General Statutes § 13a-149 has been held to authorize a cause of action based on municipality's breach of its duty to maintain sidewalks as well as roadways. Angelillo v. Meriden,136 Conn. 553, 556 (1950). The Supreme Court reiterated this interpretation in Rodriguez v. New Haven, 183 Conn. 473, 475, n. 1 (1981). In neither of these cases was the municipality's liability conditioned on a factual finding that the sidewalk at issue was located within the streetlines. Instead of relying on metes and bounds and surveys, the court in Angelillo looked to whether the area where the plaintiff fell was one that the city was bound to keep in repair:
    When a city assumes control of public sidewalks, it must exercise reasonable care to keep them in a reasonably safe condition.
Angelillo v. Meriden, 136 Conn. 556, citing Tirendi v. Waterbury,128 Conn. 464, 467.

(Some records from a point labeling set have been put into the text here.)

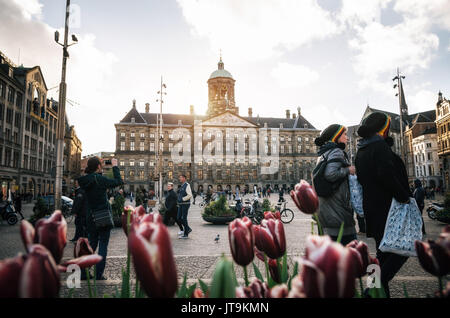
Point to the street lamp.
(61, 109)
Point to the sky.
(332, 58)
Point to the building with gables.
(285, 144)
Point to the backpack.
(323, 187)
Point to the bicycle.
(287, 215)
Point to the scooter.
(8, 212)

While the Supreme Court has on occasion used the location of streetlines as a determinant of whether a location at issue is one that the municipality has a duty to maintain, see Hornyak v.Town of Fairfield, 135 Conn. 619 (1949); Schoenfield v. City ofMeriden, 136 Conn. 366 (1949); the Supreme Court did not rule in those cases that the location of the streetlines is the sole
determinant of the duty to maintain.
The plaintiff asserts that the defendant had a duty to maintain the sidewalk at issue, at least with regard to removal of ice and snow, because it owned the land that abutted the road. Though another judge has seen fit to strike a count of the complaint invoking General Statutes § 7-163a, the plaintiff may still rely on facts that indicate that the defendant is "the party bound to keep [the sidewalk] in repair" within the meaning of § 13a-149 because it enacted an ordinance that imposed the duty to remove ice and snow on abutting landowners, including itself, where, as here, the abutting property was municipally owned.

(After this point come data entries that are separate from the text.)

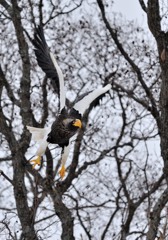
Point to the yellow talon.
(36, 162)
(62, 171)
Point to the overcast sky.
(131, 10)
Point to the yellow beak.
(77, 123)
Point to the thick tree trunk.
(64, 215)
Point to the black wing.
(48, 63)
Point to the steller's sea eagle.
(68, 121)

Section 7-163a provides in relevant part as follows:
a) Any town . . . may, by ordinance, adopt the CT Page 2140 provisions of this section.
         b) Notwithstanding the provisions of section  13a-149 or any other general statute or special act, such town . . . shall not be liable to any person injured in persons or property caused by the presence of ice or snow on a public sidewalk unless such municipality is the owner or person in possession and control of land abutting such sidewalk, other than land used as a highway or street, provided such municipality shall be liable for its affirmative acts with respect to such sidewalk.

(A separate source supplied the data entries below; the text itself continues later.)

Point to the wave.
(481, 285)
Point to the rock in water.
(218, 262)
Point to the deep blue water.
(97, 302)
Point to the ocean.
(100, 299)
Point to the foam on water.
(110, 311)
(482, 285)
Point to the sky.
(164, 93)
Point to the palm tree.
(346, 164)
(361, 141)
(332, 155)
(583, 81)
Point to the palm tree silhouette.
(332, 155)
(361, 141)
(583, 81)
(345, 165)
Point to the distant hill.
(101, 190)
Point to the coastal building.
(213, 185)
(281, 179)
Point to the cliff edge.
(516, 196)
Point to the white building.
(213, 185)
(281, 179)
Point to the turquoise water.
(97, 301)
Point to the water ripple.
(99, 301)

         (c)(1) The owner . . . of land abutting a public sidewalk shall have the same duty of care with respect to the presence of ice or snow on such sidewalk toward the portion of the sidewalk abutting his property as the municipality had prior to the effective date of any ordinance adopted pursuant to the provisions of this section and shall be liable to persons injured in persons or property where a breach of said duty is the proximate causes of said injury . . . .
Having alleged that the defendant enacted an ordinance in 1988 that gave it a duty to keep the particular sidewalk in repair as to conditions of ice and snow, the plaintiff may prove the town's alleged duty by reference to the ordinance and need not rely on the boundary lines of the roadway.
The plaintiff must prove that the defendant was bound to keep the particular location at issue in repair with respect to ice and snow. A showing that the plaintiff is not likely to be able to prove the existence of that duty by reliance on the boundary lines of the highway does not establish that he will not be able to do so by other means. Since the movant has not shown that it is entitled to judgment as a matter of law, the motion for summary judgment is denied.